Sunday, October 20, 2013

Meanwhile...


Lest anyone think Mrs. Restoration and I have been slacking off these last eight weeks while the painters were scampering about outside, we've actually been working on all sorts of things indoors. These can be roughly divided into three projects: the downstairs kitchen, the downstairs living rooms, and the upstairs hallway and closet.

Well, maybe five projects. There's also the men's and ladies' restrooms, and the sprinkler system.

Oh, and the concrete wall. That makes six... unless we've forgotten something.

Let's start with the living room.

You may remember that Kathy started stripping the wallpaper from the three downstairs rooms more than a year ago. That was tedious work, and ever since then we've had bare plastered walls. The walls had never been painted, only papered, so removing the layers of wallpaper exposed the bare plaster underneath. It had held up remarkably well considering it's 120 years old and laid on a wood-frame house with no foundation. Sure, there were a few cracks here and there, but Kathy spackled and sanded them to a nice smooth finish. We'd gotten kind of used to the bare walls, although I'm sure visitors thought it looked funny.

Well, last week we finally put up the new wallpaper. (Okay, Kathy did it while I stood on the ladder.) We started with the front room; the two other rooms will come later. For amateur paperhangers, I think we did pretty well.

The walls may be smooth, but they sure aren't straight. That makes it tough to hang paper. The seams don't want to match, and the paper will tend to "clock" or rotate if you're not careful. We snapped a couple of plumb lines to keep things vertical, but there's really more art than science to aligning it on uneven walls.

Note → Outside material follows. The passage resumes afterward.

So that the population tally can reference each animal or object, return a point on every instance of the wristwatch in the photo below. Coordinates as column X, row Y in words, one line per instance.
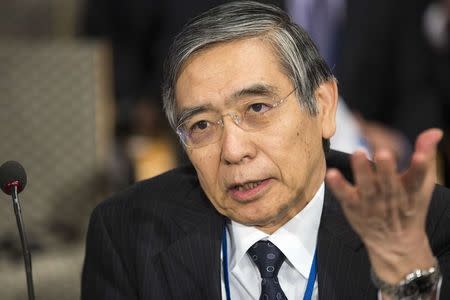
column 416, row 285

It got especially tricky alongside the windows, where you've got a big 8-foot strip of wallpaper with a little L-shaped piece sticking out at the bottom that goes underneath the windowsill. Someone has to hold the top up while someone else tries to match the pattern on this little piece under the window. "Move it up a few inches. Okay, now to the right. A little more... a little more... Okay, there!" More than once I let go of the wallpaper too soon and it came down on top of us. Add a soundtrack and a little soft-focus camera work and I'm sure it would have made a cute movie.